Un conseil à donner ?
- MS : bien prendre en compte toutes les dimensions du projet CRM et bien mesurer les impacts et donc minimiser les efforts avec l'impact technologique (outil MS fortement intégré).
- Medef : profiter de l'opportunité d'un tel projet pour susciter l'adhésion de toute l'entreprise à la stratégie de l'entreprise. Attention à bien choisir la "mise en œuvre".
- Oracle : toujours partir des enjeux. Sponsor. Va s'intégrer dans votre SI. Le projet CRM va évoluer. Peut-être que des choix seront remis en cause donc choix d'un produit adaptable.

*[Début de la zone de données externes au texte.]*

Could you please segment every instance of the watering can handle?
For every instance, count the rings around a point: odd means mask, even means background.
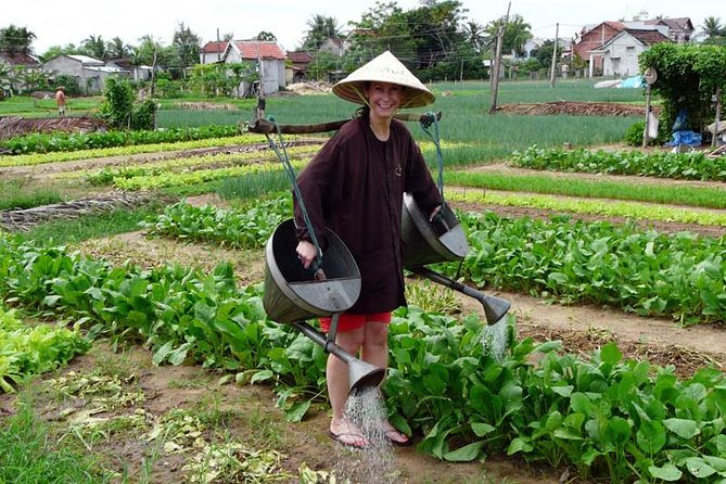
[[[436,147],[436,160],[438,162],[438,179],[436,186],[438,187],[438,193],[442,195],[442,204],[446,203],[444,200],[444,155],[442,154],[441,148],[441,138],[438,136],[438,118],[440,116],[429,111],[423,116],[421,116],[421,128],[423,131],[429,135],[431,141],[433,141]],[[430,130],[430,127],[433,125],[433,132]]]
[[[297,186],[297,180],[296,180],[296,175],[295,175],[295,168],[293,168],[292,163],[290,163],[290,157],[288,156],[288,151],[284,148],[284,143],[282,142],[282,133],[280,132],[279,126],[275,123],[275,119],[270,116],[270,122],[277,127],[277,132],[278,132],[278,138],[280,140],[279,145],[282,147],[278,148],[278,143],[275,142],[275,139],[270,137],[269,133],[265,133],[265,137],[267,138],[267,142],[270,145],[270,149],[275,151],[275,153],[278,155],[278,158],[282,163],[282,167],[284,168],[285,173],[288,174],[288,177],[290,178],[290,182],[292,183],[293,187],[293,192],[295,193],[295,200],[297,200],[297,204],[300,205],[300,209],[303,213],[303,219],[305,220],[305,227],[307,228],[307,233],[310,235],[310,241],[313,242],[313,245],[315,245],[315,253],[316,257],[313,264],[310,265],[310,268],[313,269],[313,272],[315,273],[316,278],[319,278],[320,280],[324,279],[324,273],[322,272],[321,266],[322,266],[322,249],[320,249],[320,243],[318,242],[318,238],[315,234],[315,229],[313,228],[313,222],[310,221],[310,217],[307,214],[307,209],[305,208],[305,201],[303,200],[303,194],[300,191],[300,187]]]

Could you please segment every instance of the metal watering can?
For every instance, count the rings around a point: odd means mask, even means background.
[[[327,231],[328,246],[322,252],[324,280],[316,280],[311,270],[297,259],[294,220],[278,226],[265,247],[265,294],[263,306],[276,322],[289,323],[332,353],[348,366],[349,392],[378,386],[385,377],[382,368],[362,361],[335,344],[337,318],[360,295],[360,272],[343,241]],[[305,322],[332,317],[328,335]]]
[[[264,110],[264,105],[262,107]],[[430,133],[428,126],[435,124],[441,113],[424,115],[398,114],[402,120],[420,120],[423,129]],[[297,259],[295,247],[294,220],[285,220],[278,226],[265,247],[265,285],[263,306],[273,321],[293,326],[305,336],[320,345],[326,353],[335,355],[348,366],[349,392],[359,392],[371,386],[378,386],[385,377],[385,370],[362,361],[335,344],[337,320],[342,313],[351,308],[360,295],[360,272],[343,241],[332,231],[327,230],[328,246],[326,251],[315,237],[315,231],[307,218],[305,204],[295,181],[295,173],[280,140],[279,147],[270,137],[271,132],[301,133],[321,132],[340,128],[347,120],[309,126],[278,126],[265,122],[260,117],[250,127],[252,132],[265,133],[270,148],[276,151],[284,166],[294,189],[296,200],[303,212],[308,232],[318,252],[314,270],[303,268]],[[437,135],[436,124],[436,135]],[[430,133],[431,135],[431,133]],[[432,136],[432,138],[434,138]],[[440,161],[438,188],[443,198],[443,158],[437,136],[434,139]],[[486,296],[471,288],[448,279],[433,270],[423,267],[446,260],[462,259],[469,252],[463,229],[451,209],[444,203],[442,211],[434,218],[428,220],[419,209],[413,196],[404,195],[402,217],[402,235],[405,245],[404,268],[432,280],[435,283],[459,291],[476,298],[484,306],[487,323],[499,321],[509,310],[507,301]],[[324,264],[322,262],[324,260]],[[324,266],[324,280],[315,277],[315,271]],[[328,334],[313,328],[305,322],[317,317],[331,317]]]
[[[487,324],[495,324],[504,318],[511,307],[508,301],[488,296],[423,267],[428,264],[460,260],[469,253],[467,235],[451,208],[445,203],[434,219],[429,220],[410,193],[404,194],[403,205],[404,268],[479,301],[484,308]]]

- SAP : CRM de plus en plus de demandes. Chez SAP, la ligne de produit qui va porter le plus d'objectifs commerciaux (20% en cible du CA des licences SAP). Bonne couverture fonctionnelle, bonne productivité. Le CRM supporte la stratégie commerciale.
- Waters : CRM = outil de travail indispensable pour l'ingénieur commercial.
- Mismo : ne pas négliger le temps à passer en interne. Libérer l'équipe projet.
- Yellow... : impliquer les utilisateurs très tôt, les accompagner.